LACRIME E PROCEDURE
Theresa May ha dato le dimissioni tra le lacrime. Lacrime che potevano essere evitate, se fin dall'inizio di questa incredibile vicenda si fosse guardata in faccia la realtà. Invece già nella campagna referendaria si è fatto abuso di fandonie e falsificazioni. O di sogni irrealizzabili, come il ritorno ai fasti imperiali del passato.
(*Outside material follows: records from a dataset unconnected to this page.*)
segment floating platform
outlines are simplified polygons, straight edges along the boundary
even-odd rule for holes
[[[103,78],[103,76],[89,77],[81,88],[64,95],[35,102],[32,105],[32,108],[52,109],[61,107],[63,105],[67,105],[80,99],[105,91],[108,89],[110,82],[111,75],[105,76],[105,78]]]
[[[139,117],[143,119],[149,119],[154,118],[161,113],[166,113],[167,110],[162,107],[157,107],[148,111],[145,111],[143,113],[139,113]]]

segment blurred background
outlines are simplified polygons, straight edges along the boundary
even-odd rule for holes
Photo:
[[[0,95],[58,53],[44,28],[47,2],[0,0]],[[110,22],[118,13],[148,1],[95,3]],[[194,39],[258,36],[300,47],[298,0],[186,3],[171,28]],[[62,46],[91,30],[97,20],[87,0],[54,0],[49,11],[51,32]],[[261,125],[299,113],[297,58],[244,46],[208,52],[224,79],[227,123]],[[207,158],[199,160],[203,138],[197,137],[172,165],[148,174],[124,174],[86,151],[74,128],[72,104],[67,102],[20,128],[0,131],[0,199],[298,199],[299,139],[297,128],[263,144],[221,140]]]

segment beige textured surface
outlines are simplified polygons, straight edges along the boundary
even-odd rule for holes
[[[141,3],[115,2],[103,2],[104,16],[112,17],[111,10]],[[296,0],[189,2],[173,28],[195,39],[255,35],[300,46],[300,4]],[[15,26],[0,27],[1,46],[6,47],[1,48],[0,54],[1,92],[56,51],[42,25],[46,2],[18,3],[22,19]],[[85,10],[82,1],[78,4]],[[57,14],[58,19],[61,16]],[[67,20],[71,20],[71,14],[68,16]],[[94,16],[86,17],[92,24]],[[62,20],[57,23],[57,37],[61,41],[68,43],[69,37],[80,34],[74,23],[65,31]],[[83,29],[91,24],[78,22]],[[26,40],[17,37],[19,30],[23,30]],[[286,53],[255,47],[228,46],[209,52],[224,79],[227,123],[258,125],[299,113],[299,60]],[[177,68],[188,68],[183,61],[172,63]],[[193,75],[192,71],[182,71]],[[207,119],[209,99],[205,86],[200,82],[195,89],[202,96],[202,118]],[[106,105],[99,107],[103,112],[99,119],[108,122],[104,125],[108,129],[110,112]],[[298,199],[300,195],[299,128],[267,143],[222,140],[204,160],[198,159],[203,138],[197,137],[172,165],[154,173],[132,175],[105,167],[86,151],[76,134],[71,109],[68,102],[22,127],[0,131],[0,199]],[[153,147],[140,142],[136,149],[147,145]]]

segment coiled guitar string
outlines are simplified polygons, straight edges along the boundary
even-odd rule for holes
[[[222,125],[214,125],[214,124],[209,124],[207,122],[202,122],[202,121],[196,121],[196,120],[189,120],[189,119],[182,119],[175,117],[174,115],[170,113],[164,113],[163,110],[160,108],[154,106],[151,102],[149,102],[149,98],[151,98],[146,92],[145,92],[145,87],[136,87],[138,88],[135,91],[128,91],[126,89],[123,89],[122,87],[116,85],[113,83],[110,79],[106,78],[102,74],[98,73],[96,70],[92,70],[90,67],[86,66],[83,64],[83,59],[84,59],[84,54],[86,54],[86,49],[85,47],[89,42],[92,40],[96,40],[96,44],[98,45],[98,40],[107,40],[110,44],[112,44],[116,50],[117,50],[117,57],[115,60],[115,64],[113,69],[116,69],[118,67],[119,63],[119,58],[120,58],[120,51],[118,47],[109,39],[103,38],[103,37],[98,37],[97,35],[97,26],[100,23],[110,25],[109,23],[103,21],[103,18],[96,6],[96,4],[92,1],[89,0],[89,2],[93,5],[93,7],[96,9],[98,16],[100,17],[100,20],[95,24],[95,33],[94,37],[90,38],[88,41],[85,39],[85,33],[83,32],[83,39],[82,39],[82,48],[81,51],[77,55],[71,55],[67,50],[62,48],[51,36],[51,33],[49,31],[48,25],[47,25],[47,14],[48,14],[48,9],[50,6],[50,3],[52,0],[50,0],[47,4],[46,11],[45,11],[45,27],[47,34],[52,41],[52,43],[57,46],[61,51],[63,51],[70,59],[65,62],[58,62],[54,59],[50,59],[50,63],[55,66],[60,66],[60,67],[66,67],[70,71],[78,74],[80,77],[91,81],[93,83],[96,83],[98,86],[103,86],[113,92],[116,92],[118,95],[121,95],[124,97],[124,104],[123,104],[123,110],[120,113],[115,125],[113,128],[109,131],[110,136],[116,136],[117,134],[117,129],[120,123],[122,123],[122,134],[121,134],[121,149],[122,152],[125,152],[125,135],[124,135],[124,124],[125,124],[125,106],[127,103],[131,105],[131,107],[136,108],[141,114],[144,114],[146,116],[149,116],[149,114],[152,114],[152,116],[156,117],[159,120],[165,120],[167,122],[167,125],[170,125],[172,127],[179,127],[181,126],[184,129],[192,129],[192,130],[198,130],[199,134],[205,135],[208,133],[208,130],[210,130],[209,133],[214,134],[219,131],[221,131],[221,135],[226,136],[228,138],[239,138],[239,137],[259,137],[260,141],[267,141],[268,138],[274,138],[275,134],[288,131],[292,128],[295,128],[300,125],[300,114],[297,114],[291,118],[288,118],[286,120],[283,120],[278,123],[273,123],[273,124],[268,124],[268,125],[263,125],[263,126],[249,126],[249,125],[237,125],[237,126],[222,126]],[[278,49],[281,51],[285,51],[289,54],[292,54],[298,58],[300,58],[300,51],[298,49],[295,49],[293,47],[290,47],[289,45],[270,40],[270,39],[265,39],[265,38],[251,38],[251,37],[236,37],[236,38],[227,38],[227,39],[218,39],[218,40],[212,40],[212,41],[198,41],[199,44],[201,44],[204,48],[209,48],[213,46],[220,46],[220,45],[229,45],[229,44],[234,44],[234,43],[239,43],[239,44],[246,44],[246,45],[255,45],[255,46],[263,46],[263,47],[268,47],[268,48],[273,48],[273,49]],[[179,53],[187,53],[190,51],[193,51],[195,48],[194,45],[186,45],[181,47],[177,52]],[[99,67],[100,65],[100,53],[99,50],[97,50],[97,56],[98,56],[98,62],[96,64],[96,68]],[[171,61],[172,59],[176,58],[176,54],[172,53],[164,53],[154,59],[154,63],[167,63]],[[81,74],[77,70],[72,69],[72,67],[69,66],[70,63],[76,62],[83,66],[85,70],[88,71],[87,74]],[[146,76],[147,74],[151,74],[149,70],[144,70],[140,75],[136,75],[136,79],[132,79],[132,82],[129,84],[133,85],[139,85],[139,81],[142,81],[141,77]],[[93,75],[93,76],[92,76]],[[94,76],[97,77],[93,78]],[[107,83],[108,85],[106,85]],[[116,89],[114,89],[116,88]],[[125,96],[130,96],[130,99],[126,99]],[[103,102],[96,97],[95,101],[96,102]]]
Il voto popolare è divenuto così il feticcio a cui sacrificare ogni altra considerazione. La nuova inquilina di Downing Street si affrettò infatti a proclamare: “Brexit significa Brexit”. Come si trattasse di passare dalla guida a sinistra alla guida a destra. Sembrava che l'unica cosa importante fosse fissare la data per il divorzio, dando per scontato che due anni sarebbero sicuramente bastati per condurre in porto un accordo con l'Unione. Un agreement su base paritetica, secondo la ferma convinzione del governo di Sua Maestà. Serviva un uomo navigato ed un perfetto conoscitore dei negoziati internazionali come Pascal Lamy per formulare la corretta previsione: “Non ci sarà alcuna trattativa, ma solo una procedura.” Come quelle che si devono seguire in internet per acquistare un biglietto aereo o ferroviario, in cui non puoi tralasciare nemmeno un passaggio. Vien da ridere leggendo le dichiarazioni di quell'indefinibile personaggio che risponde al nome di Nigel Farage, che, da un lato, se la prende con il capo negoziatore dell'UE Michel Barnier per il suo fanatico europeismo e, dall'altro, confessa che avrebbe voluto averlo dalla sua parte come difensore degli interessi del Regno Unito. Come se fosse solo questione di persone e non di rapporti di forza.
La mancata ratifica dell'accordo da parte di Westminster ha costretto il governo inglese a chiedere delle proroghe e a subire l'onta di dover convocare le elezioni europee. I risultati si conosceranno domenica con tutti gli altri, ma le conseguenze di questa serie di errori sono già sotto gli occhi di tutti. Il sistema partitico inglese, uno dei più stabili dell'intero Occidente, è stato disintegrato. Le divisioni e le contrapposizioni si sono naturalmente estese all'opinione pubblica e all'intero elettorato, con una polarizzazione che non lascia certo ben sperare per la coesione sociale. La Scozia minaccia di indire un nuovo referendum per ottenere l'indipendenza e rimanere così nell'UE. Nel caso di un sempre più probabile No deal incombe poi la minaccia più grave: una ripresa del conflitto nell'Irlanda del Nord.
Queste prospettive fanno passare in secondo piano le pur sincere lacrime di Theresa May e dovrebbero spingere gli elettori a non seguire i tanti apprendisti stregoni che anche al di qua della Manica propongono di seguire l'esempio inglese. Dovrebbero però anche suggerire ai partiti che si definiscono europeisti ed agli Stati che hanno una maggiore consapevolezza dei pericoli che stiamo correndo che è venuto il tempo di mettere mano ad una profonda riforma delle istituzioni europee. Prima di dover fare i conti con altri Boris Johnson o Nigel Farage.